Recipes 

Basics

Spiced vinegar

For the preparation of Sushi rice you use a mixture of vinegar, sugar and salt. The following recipe is sufficient for approximately five cups uncooked rice.

 Spiced vinegar
IngredientsPreparation
8 tablespoons rice vinegar
4 tablespoons sugar
(only half of it for Nigiri-zushi)
1 teaspoon salt
Stir all ingredients as long as salt and sugar have dissolved.
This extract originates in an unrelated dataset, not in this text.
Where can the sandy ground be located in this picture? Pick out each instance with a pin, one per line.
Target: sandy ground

To adapt the spiced vinegar to your own taste, it is best to change the amount of sugar.

Pickled ginger

Pickled ginger is always served with Sushi and normally eaten between the single bits. The pickled ginger keeps about six months in the refrigerator.

 Pickled ginger
IngredientsPreparation
4 pieces of ginger
½ liter vinegar
350 g sugar
salt
Peel the four pieces of fresh ginger and cut into thin slices. Put it in boiling water for about one minute - not too long, otherwise it is losing its sharpness - and then strain into a sieve. Rinse with cold water and pat dry. Mix the ½ liter of vinegar with 350 g sugar and a teaspoon of salt, pour with one liter of boiling water. Let cool down the marinade and put the ginger for at least one day into it. Only take out before serving.

Pickled radish

Very popular as stuffing for Maki-zushi or side dish is the pickled japanese Daikon (大根). Unfortunately the traditional preparation of Takuan (沢庵) is very large-scale because you have to wait about six months for the fermentation. As a fast alternative the following recipe presents itself.

 Sushi-Rettich
IngredientsPreparation
1 white radish
(Daikon)
4 tablespoons salt
4 tablespoons sugar
4 tablespoons rice vinegar
1 cup water
¼ teaspoon yellow food color
Peel the radish, then cut in quarters lengthwise. Bring the other ingredients in a pot to boil and stir until the sugar dissolves. Let cool off and pour over the radish pieces. Put the radish in the refrigerator and let soak well for two days. Turn now and then. If you wish, you may add chili pepper to the marinade.

Dashi-stock

Dashi-stock contains water, Kombu and Bonito flakes. The stock is the basis for many Japanese dishes with soups. The Kombu and the Bonito flakes can be re-used after the preparation of the stock.

 Dashi-stock
IngredientsPreparation
500 ml water
10 cm Kombu
15 g Bonito flakes
Wipe the Kombu with a damped cloth and make some cuts with a knife in the sheet. Put water and Kombu in a pot and bring to a boil. Reduce the heat and take out the Kombu. Put the Bonito flakes in the pot without stirring. Bring to a boil again and then take off the stove. If the flakes sink to the ground, the stock is ready. In the end pass through a fine sieve.